Matt LaFrandt And A Ridiculous Periscope: 5 Tips To Make It Through A Bear Market!

It’s been a slow week in the crypto-twitter space, nay some may say even boring.

Indeed, the streets still run red with the blood of noobs and seasoned traders alike and there isn’t a lot that hasn’t already been said and stated and said again about Queen Bee BTC’s next move.

In these down-trend bearish periods, we turn to the Twitter-Verse to keep us amused and to shit-talk about shitcoins to pass the time. This week it seems even the shit-talkers and the shitcoins were, more or less *gasp*, silent. However, when times are tough as indeed they are, life will sometimes offer you a special treat of sorts to raise your spirits and to keep you from drinking a bottle of Dichlorvos.

One such gem to raise our spirits this week was none other than Mr. Money Matt La Frandt.

Yes, just when we thought Twitter had run out of saltiness and stupidity to amuse us, Mr.
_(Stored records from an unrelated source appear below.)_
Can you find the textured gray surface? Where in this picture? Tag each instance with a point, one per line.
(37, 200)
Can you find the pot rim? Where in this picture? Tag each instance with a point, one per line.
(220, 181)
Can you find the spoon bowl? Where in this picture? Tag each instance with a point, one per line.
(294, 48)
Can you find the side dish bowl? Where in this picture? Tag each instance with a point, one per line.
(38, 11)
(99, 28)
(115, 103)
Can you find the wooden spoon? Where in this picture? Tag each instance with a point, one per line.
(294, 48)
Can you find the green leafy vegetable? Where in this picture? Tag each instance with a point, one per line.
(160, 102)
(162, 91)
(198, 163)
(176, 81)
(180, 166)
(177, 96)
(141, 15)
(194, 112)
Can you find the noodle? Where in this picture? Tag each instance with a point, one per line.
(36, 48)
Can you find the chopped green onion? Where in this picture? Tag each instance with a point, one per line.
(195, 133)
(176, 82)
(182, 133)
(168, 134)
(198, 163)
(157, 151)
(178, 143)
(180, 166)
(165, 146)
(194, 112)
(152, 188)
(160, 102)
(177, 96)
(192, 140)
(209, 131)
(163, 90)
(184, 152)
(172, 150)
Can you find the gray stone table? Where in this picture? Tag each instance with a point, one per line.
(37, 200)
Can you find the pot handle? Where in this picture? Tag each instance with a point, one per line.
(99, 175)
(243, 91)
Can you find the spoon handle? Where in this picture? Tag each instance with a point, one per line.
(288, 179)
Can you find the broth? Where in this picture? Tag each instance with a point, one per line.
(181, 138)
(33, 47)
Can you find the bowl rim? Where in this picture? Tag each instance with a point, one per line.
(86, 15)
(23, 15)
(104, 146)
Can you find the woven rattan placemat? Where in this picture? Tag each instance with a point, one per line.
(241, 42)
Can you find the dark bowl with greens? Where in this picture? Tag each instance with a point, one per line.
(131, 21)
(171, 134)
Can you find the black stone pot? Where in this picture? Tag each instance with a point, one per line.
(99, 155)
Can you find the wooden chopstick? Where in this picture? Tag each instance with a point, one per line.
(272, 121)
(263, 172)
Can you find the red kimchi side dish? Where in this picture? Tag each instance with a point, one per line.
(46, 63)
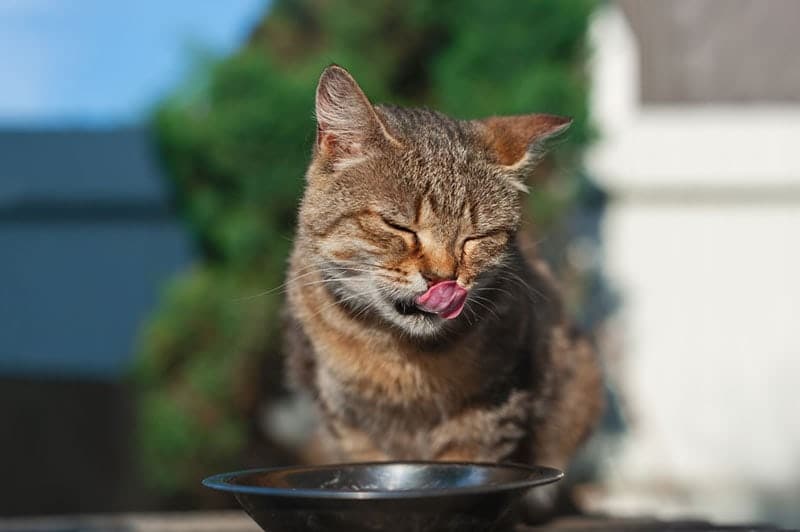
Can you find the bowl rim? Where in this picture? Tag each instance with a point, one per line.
(537, 476)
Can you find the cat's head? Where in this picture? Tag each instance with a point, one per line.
(409, 213)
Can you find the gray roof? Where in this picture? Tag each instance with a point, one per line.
(88, 242)
(65, 166)
(705, 51)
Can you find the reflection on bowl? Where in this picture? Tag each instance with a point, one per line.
(384, 496)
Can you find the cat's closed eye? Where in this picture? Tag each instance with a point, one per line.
(397, 226)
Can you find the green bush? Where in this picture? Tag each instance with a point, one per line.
(235, 149)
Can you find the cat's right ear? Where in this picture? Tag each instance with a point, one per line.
(348, 127)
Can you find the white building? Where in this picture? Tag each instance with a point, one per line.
(698, 105)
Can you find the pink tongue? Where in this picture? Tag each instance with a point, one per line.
(445, 298)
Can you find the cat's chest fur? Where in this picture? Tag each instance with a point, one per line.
(359, 366)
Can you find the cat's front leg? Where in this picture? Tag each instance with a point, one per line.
(484, 434)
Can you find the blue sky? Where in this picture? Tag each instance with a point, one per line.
(106, 61)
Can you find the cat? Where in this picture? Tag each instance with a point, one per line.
(413, 319)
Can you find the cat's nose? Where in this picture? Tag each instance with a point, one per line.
(433, 278)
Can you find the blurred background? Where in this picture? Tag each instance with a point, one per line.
(151, 158)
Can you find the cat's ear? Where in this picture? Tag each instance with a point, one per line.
(517, 141)
(347, 125)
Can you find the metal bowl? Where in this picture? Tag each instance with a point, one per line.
(384, 496)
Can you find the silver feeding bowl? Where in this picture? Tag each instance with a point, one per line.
(384, 496)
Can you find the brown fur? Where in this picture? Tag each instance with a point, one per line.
(397, 198)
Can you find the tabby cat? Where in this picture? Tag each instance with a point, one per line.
(413, 319)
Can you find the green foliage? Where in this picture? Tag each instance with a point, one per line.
(235, 150)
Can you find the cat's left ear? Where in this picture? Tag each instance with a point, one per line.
(517, 141)
(348, 127)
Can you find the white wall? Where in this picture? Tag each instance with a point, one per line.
(702, 240)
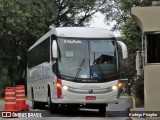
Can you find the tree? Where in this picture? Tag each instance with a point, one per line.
(23, 22)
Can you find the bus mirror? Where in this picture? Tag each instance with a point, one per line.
(124, 49)
(54, 49)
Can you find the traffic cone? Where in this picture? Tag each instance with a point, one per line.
(10, 103)
(20, 98)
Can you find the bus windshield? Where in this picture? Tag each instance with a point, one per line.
(87, 59)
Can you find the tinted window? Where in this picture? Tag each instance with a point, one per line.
(39, 54)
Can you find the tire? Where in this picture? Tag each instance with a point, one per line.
(102, 110)
(36, 104)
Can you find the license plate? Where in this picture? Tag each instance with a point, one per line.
(90, 98)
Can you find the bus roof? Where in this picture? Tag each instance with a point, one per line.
(76, 32)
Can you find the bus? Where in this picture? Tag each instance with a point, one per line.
(75, 67)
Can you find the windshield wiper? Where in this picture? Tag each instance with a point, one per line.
(79, 69)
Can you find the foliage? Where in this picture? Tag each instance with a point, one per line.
(23, 22)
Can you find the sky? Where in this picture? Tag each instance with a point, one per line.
(98, 21)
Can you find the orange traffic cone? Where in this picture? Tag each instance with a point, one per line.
(20, 98)
(10, 104)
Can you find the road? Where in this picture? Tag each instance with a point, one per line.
(82, 114)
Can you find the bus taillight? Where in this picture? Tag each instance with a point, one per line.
(59, 88)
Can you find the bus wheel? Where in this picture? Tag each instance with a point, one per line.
(102, 110)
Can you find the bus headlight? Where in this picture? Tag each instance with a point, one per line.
(65, 87)
(114, 87)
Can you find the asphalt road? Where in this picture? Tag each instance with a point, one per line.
(114, 112)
La Frandt has taken time out of his hectic schedule of misogyny and scam-artistry and graced us with a 5+ minute Twitter periscope stream, coaching us on ‘Things to do in a bear market’.
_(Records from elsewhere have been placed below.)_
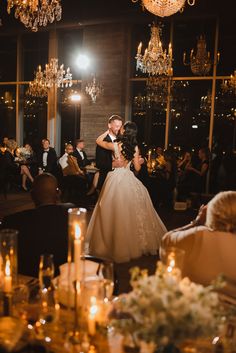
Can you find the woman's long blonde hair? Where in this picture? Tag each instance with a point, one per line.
(221, 212)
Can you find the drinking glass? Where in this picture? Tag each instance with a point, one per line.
(106, 272)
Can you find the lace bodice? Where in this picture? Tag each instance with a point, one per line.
(118, 155)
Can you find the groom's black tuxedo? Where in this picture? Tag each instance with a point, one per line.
(103, 162)
(51, 166)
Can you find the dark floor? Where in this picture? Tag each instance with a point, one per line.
(20, 201)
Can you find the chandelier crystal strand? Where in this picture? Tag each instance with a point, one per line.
(34, 13)
(229, 86)
(94, 89)
(155, 60)
(164, 8)
(53, 76)
(37, 90)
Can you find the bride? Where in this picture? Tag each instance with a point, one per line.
(124, 225)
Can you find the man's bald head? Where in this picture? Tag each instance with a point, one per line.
(44, 190)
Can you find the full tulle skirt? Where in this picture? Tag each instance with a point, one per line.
(124, 224)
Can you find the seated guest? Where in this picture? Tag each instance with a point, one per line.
(23, 155)
(47, 159)
(69, 163)
(10, 169)
(80, 154)
(209, 242)
(74, 182)
(41, 230)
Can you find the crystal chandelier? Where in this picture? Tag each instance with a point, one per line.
(164, 8)
(53, 75)
(94, 89)
(205, 103)
(201, 62)
(34, 13)
(36, 89)
(229, 86)
(155, 60)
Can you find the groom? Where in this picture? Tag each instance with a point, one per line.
(103, 156)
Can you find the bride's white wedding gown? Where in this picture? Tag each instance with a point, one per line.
(124, 224)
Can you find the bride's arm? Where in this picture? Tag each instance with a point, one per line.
(136, 160)
(104, 144)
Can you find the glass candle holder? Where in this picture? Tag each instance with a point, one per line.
(77, 227)
(173, 259)
(8, 259)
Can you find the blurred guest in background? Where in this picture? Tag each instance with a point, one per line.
(47, 159)
(209, 241)
(80, 154)
(43, 229)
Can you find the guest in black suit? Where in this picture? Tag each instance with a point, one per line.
(47, 159)
(80, 154)
(104, 160)
(43, 229)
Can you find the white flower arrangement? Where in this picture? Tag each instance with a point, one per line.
(164, 309)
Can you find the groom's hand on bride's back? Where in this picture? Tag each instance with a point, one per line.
(117, 163)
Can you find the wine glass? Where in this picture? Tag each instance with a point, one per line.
(106, 272)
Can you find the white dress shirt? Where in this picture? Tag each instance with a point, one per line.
(81, 153)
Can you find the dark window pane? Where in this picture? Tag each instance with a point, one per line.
(8, 58)
(35, 119)
(35, 49)
(8, 111)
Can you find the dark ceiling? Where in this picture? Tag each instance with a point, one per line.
(96, 11)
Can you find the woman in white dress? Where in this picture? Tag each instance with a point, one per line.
(124, 225)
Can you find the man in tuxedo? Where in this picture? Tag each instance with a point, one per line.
(103, 156)
(80, 154)
(47, 160)
(74, 183)
(43, 229)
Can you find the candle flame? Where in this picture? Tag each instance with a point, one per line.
(77, 231)
(8, 267)
(93, 308)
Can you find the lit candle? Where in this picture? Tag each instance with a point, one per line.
(8, 277)
(139, 48)
(171, 262)
(93, 310)
(145, 54)
(77, 251)
(170, 50)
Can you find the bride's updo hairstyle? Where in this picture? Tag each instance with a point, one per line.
(129, 140)
(221, 212)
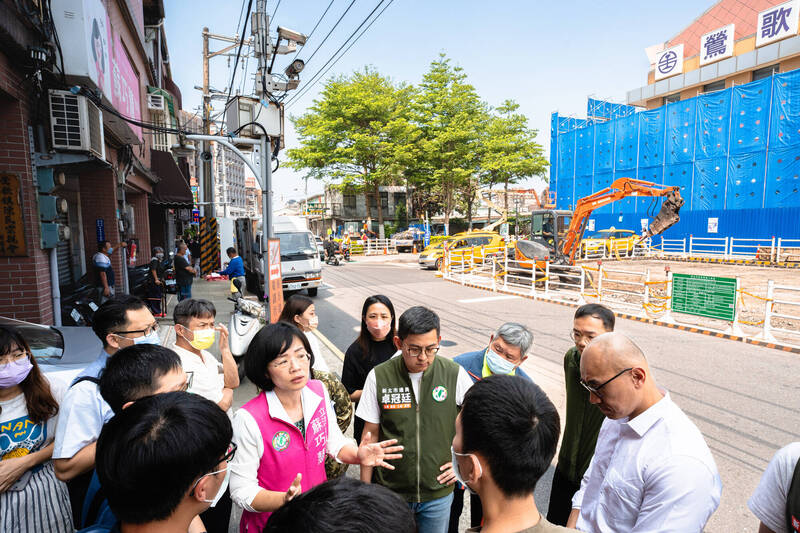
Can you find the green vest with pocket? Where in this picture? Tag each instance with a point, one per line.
(425, 427)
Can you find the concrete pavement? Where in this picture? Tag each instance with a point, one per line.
(742, 397)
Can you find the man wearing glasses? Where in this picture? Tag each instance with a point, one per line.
(414, 397)
(152, 484)
(119, 322)
(583, 419)
(652, 469)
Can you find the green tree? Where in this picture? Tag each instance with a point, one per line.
(357, 132)
(510, 151)
(447, 112)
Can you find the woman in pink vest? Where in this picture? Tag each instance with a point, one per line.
(284, 433)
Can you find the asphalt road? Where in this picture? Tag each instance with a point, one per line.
(742, 397)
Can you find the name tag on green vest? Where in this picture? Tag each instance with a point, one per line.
(396, 397)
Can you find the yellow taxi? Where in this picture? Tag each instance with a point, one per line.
(609, 242)
(474, 244)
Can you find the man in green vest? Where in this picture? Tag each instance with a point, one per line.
(414, 398)
(583, 419)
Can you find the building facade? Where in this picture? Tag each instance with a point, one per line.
(77, 150)
(722, 124)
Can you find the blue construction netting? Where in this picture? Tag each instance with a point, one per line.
(604, 110)
(735, 149)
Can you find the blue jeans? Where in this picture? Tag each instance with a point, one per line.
(184, 292)
(432, 516)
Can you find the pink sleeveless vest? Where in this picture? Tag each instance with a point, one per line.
(286, 453)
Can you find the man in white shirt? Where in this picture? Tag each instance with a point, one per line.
(652, 469)
(195, 333)
(771, 499)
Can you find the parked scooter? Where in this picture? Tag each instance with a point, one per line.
(246, 320)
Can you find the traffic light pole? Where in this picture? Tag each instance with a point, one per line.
(263, 172)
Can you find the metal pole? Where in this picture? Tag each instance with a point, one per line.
(266, 210)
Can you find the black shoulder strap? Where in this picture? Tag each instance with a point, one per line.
(93, 379)
(793, 502)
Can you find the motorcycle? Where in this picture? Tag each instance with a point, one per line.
(246, 320)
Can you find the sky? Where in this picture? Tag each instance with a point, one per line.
(548, 56)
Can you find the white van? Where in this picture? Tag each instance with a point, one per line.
(301, 267)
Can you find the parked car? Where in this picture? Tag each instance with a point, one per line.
(61, 351)
(405, 241)
(614, 241)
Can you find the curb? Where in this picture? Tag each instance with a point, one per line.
(328, 344)
(745, 262)
(691, 329)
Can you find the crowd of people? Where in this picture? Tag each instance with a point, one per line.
(146, 437)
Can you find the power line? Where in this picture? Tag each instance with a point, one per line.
(238, 53)
(315, 28)
(318, 76)
(307, 61)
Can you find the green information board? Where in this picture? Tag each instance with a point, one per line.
(707, 296)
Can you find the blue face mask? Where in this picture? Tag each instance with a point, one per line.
(497, 364)
(153, 338)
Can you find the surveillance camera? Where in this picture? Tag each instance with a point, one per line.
(291, 35)
(294, 68)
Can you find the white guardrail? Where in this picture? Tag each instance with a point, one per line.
(761, 312)
(771, 250)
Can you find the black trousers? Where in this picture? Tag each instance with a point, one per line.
(561, 494)
(216, 518)
(475, 509)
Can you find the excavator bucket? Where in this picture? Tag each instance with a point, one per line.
(667, 217)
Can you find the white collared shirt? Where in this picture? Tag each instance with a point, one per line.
(247, 436)
(652, 473)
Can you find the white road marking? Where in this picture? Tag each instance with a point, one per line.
(488, 299)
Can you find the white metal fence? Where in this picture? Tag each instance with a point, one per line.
(635, 291)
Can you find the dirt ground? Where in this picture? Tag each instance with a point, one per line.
(753, 283)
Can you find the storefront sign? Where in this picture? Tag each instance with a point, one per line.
(275, 293)
(12, 232)
(669, 62)
(707, 296)
(777, 22)
(716, 45)
(100, 226)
Since Mr. La Frandt has been, according to his patreon, ‘in crypto’ since October 2017 we are confident his experience and advice in dealing with and observing ‘bear markets’ is extensive. *insert eye roll*.
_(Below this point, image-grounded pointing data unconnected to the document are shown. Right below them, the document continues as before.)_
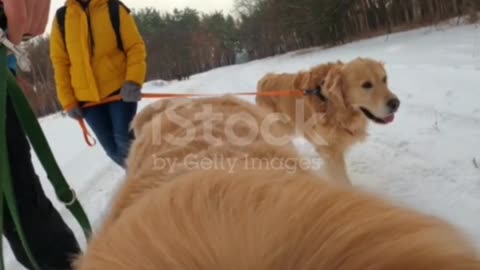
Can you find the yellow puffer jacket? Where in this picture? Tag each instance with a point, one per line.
(91, 67)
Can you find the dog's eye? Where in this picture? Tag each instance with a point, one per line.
(367, 85)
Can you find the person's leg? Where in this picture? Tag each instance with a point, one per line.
(122, 114)
(52, 242)
(99, 120)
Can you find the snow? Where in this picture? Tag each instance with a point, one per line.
(425, 159)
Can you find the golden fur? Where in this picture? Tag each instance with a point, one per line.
(339, 121)
(262, 219)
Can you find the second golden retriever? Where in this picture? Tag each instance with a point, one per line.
(333, 114)
(250, 215)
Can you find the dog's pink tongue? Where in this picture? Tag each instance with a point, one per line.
(389, 119)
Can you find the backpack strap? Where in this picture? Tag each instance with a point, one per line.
(61, 12)
(114, 9)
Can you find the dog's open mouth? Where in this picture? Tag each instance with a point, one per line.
(375, 119)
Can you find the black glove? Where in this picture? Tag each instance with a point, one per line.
(130, 92)
(75, 113)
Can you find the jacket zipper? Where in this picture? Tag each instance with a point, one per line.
(90, 31)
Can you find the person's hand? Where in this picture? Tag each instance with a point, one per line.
(130, 92)
(75, 113)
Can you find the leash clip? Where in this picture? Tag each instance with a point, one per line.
(313, 92)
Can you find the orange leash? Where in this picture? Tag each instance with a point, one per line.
(86, 134)
(91, 141)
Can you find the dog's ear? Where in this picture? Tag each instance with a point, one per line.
(303, 81)
(333, 87)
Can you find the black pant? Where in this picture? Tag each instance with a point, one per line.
(52, 242)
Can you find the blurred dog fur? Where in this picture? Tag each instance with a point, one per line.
(181, 217)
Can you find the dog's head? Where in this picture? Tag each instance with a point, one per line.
(362, 84)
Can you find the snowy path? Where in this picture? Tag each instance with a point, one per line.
(424, 160)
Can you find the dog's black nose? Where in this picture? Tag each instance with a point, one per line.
(393, 104)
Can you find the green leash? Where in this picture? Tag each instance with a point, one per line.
(29, 123)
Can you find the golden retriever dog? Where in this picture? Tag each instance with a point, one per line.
(333, 114)
(251, 214)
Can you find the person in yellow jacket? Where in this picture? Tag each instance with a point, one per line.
(89, 67)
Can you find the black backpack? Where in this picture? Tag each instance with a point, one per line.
(113, 9)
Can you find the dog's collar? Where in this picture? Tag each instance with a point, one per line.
(315, 92)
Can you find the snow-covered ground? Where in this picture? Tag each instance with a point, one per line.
(425, 159)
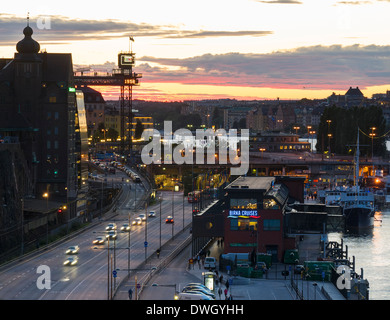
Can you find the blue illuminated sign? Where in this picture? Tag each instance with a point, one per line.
(243, 213)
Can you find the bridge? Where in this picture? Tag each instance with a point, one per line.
(125, 79)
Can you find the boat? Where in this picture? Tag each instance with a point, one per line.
(358, 203)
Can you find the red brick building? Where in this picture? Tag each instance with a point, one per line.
(254, 215)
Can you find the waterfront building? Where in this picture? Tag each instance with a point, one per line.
(254, 215)
(95, 108)
(42, 118)
(278, 142)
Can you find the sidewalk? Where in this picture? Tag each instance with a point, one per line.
(241, 288)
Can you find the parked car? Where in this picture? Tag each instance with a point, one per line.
(298, 269)
(137, 221)
(199, 290)
(192, 296)
(210, 263)
(261, 265)
(198, 285)
(72, 250)
(111, 226)
(71, 261)
(125, 227)
(99, 240)
(169, 219)
(111, 235)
I know, dear readers, you will all be anxious to hear the pearls of wisdom that Mr. La Frandt bestowed onto his 20k+ Twitter followers regarding Bear Market activities, so we have taken it upon ourselves to summarize them for you.

Tip Number 1. Smoke Weed. (Hands Down Arguably the best advice that has ever come out of Mr. La Frandts’ mouth – although we aren’t convinced it’s a mainstream solution to a bear-market).

Tip Number 2. Avoid Bear Traps. (*sigh* Great advice except Mr. La Frandt gives no useful ways or examples to actually avoid said traps).

Tip Number 3. Give your mum a hug. (Ok this is advice we should all take on board, bear market or not, everyone go hug your mum, it won’t help your portfolio but it will make your mum feel special).

Tip Number 4. Call your Best Friend Seriously, Unless your BFF is in crypto we’re guessing this catchup will be short-lived; and finally…

Tip Number 5. Be a multiplier, not a Divider – wow this sounds really cool…. WTF does it mean though?

Thus, having bequeathed this vital bear-market survival guide to his adoring followers, Matt leaves periscope with a parting comment on his ‘vibe’ and compares his appearance (and states that others often do) to none other than Oscar Awarding Winning Actor Matthew McConaughey.

(Note* Mr. La Frandt does clarify he’s referring to the Dazed and Confused version of McConaughey, not the Dallas Buyers Club McConaughey)… Umm okay, based on that Matt we fear you might have been partaking in Tip Number 1 a little too much?